Мужики вожжами гоняли баб с базара. Те тратили на тряпки и украшения последние деньги. И не думали сдаваться. Возвращались на базар все снова и снова.
Мужики рванули к батюшке.
— Отец родной, помоги! Копили деньги на корову, а они их на фильдеперсовые чулки извели!
— Молитесь, сыны! — благословил их наместник божий на земле.
Троцкий презрительно улыбнулся.
— Темнота! Пусть привыкают, что мужики и бабы носят разное.
И о чем-то шушукался тайком с приезжими.
Ссыльные вышагивали по деревне гоголями.

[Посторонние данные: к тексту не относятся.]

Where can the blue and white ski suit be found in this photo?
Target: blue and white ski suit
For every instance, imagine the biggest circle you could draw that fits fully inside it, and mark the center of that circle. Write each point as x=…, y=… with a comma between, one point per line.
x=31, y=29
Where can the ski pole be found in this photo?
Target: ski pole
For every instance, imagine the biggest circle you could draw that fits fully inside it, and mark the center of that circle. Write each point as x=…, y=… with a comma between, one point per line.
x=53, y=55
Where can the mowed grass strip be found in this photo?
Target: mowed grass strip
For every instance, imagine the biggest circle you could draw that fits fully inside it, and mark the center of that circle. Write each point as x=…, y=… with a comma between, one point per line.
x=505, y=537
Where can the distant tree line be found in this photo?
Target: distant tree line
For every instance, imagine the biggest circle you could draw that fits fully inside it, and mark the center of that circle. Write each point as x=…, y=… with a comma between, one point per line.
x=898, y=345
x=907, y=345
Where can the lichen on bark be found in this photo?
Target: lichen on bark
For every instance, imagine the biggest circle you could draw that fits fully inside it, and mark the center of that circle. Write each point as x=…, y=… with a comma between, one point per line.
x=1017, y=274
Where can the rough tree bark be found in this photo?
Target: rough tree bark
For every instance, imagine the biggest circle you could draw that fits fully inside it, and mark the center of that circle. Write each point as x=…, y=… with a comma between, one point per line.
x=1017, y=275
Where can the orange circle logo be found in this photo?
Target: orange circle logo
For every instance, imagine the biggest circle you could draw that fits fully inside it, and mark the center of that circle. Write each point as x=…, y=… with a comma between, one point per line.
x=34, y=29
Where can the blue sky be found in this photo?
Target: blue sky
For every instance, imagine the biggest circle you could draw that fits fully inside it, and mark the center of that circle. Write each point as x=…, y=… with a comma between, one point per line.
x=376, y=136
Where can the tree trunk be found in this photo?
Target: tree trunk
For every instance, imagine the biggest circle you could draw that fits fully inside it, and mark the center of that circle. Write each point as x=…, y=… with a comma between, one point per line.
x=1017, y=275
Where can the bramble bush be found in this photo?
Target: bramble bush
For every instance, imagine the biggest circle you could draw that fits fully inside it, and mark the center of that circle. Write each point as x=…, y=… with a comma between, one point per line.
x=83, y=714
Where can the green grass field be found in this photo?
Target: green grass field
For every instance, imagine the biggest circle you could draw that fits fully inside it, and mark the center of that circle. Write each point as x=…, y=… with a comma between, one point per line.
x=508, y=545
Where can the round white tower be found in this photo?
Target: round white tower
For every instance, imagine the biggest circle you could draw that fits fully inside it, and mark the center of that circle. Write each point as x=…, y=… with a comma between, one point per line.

С воли непрерывным потоком шли отличные новости.
То там, то сям возникали все новые марксистские кружки. Число членов в них непрерывно росло. Марксизм охватил широкие массы.
В кружки потянулась совсем особая публика — разночинцы, интеллигенция.
— Интеллигенция — это мозг нации! — радовался Троцкий.
— Интеллигенция — это не мозг нации, — яростно возражал ему Владимир Ильич. — Это говно.
И ведь прав оказался мудрый революционный вожак!
Сам Владимир Ильич увлекся литературным трудом. Надежда Константиновна и радовалась, и огорчалась.
Радовалась, что пишет много. И понятно, что не бесплатно. А огорчалась, потому что ей приходилось переписывать его каракули.
Впрочем, она быстро нашла выход — отыскала среди ссыльных молодую девушку по имени Инесса Арманд и привлекла ее к сотрудничеству.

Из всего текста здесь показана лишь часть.